Breaking up haret into a few libraries? #115

erickt · 2017-06-08T01:56:28Z

In the why.md document, there is a discussion about how haret was designed to isolate off the protocol from the client-facing and data-storage parts of the system. Would there be any interest in formalizing this into multiple libraries? I'm personally interested in exploring a Zookeeper client wire-compatible frontend a la zetcd, so having a looser coupling between the subsystems would make this a bit easier to do.

andrewjstone · 2017-06-08T03:23:54Z

The intention of that section was to allow plugging in different protocol implementations, not to allow different APIs. We always intended the API to be a disjoint set of what zookeeper provides with some new primitives baked in, and other things intentionally left out. e.g instead of allowing ephemeral, auto-incrementing nodes which are often used for leader election, we'd provide a leader election primitive instead. The goal was to provide a ready-made, opinionated system to allow users to safely coordinate their systems, not to build a toolkit, as the toolkit approach makes it harder to use and debug the different combinations of setups in production.

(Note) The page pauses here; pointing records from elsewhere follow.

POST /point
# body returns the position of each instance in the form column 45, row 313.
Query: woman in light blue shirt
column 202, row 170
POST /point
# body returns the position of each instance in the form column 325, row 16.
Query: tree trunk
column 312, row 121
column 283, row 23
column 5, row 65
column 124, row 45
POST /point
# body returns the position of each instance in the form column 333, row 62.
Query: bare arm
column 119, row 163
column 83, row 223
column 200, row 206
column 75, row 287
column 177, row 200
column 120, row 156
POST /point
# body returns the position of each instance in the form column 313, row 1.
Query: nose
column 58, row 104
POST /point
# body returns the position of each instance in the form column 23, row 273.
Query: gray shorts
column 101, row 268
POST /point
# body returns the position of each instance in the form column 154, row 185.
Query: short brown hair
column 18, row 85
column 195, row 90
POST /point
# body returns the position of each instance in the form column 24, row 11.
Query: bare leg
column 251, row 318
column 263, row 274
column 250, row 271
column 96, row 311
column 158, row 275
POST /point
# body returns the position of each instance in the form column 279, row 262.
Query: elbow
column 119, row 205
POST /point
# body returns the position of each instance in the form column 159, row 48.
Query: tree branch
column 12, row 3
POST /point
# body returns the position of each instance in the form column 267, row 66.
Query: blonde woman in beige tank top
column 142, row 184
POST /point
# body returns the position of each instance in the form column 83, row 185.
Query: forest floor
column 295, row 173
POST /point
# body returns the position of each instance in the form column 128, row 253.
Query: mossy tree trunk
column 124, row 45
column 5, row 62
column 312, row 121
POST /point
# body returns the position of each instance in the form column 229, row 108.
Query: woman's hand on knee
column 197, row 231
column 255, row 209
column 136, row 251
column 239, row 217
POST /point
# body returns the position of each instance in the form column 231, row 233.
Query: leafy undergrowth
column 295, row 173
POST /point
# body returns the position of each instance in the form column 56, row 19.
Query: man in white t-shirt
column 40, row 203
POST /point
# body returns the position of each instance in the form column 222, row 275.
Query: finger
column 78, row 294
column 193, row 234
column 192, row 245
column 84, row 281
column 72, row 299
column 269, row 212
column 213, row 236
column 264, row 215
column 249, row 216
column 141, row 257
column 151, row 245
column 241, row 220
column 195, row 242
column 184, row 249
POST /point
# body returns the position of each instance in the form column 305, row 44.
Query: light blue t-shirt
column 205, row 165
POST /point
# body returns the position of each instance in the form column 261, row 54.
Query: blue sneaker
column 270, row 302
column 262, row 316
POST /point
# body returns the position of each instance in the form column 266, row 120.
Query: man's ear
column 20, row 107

In practice, isolating even the protocol hasn't been perfect. While most of the VR specific code lives in /src/vr, there are artifacts of the fact that Haret uses VR littered throughout the codebase For instance the namespace manager knows about VrCtxs and the 3 different start modes (startup, recovery, reconfiguration) of replicas. Since implementing a consensus system like VR on top of a lightweight process architecture requires a management layer like the namespace manager (using gossip in this case), in order to start replicas on different nodes and learn of new consensus groups after partition, it was easy to fall into this trap. Ideally this management layer would be agnostic of the consensus protocol as well, but I haven't spent the time to go back and fix it. It isn't high on the priority list right now, although it may help provide cleaner, more structured code.

I'm actually in the middle of a major refactoring of the FSMs that I hope to open a PR for in the next week or two. It's possible that all this code could live in it's own VRR library, but I'm not sure how useful it would be outside of Haret. I'm also hesitant to independently version it at this early state, when I'm the primary developer, as it just adds another layer of management for me. The reality of adding another consensus protocol at this juncture is very remote, so taking the time right now to do this is not a priority.

As far as decomposition of the system, a bunch of things are already in their own libraries. Haret relies on rabble for the cluster system and lightweight processes and vertree for the trie based backend.

It is possible to also abstract out the front end API, but it is harder, as the API is heavily tied to the capabilities of the backend. It is also useless in and of itself.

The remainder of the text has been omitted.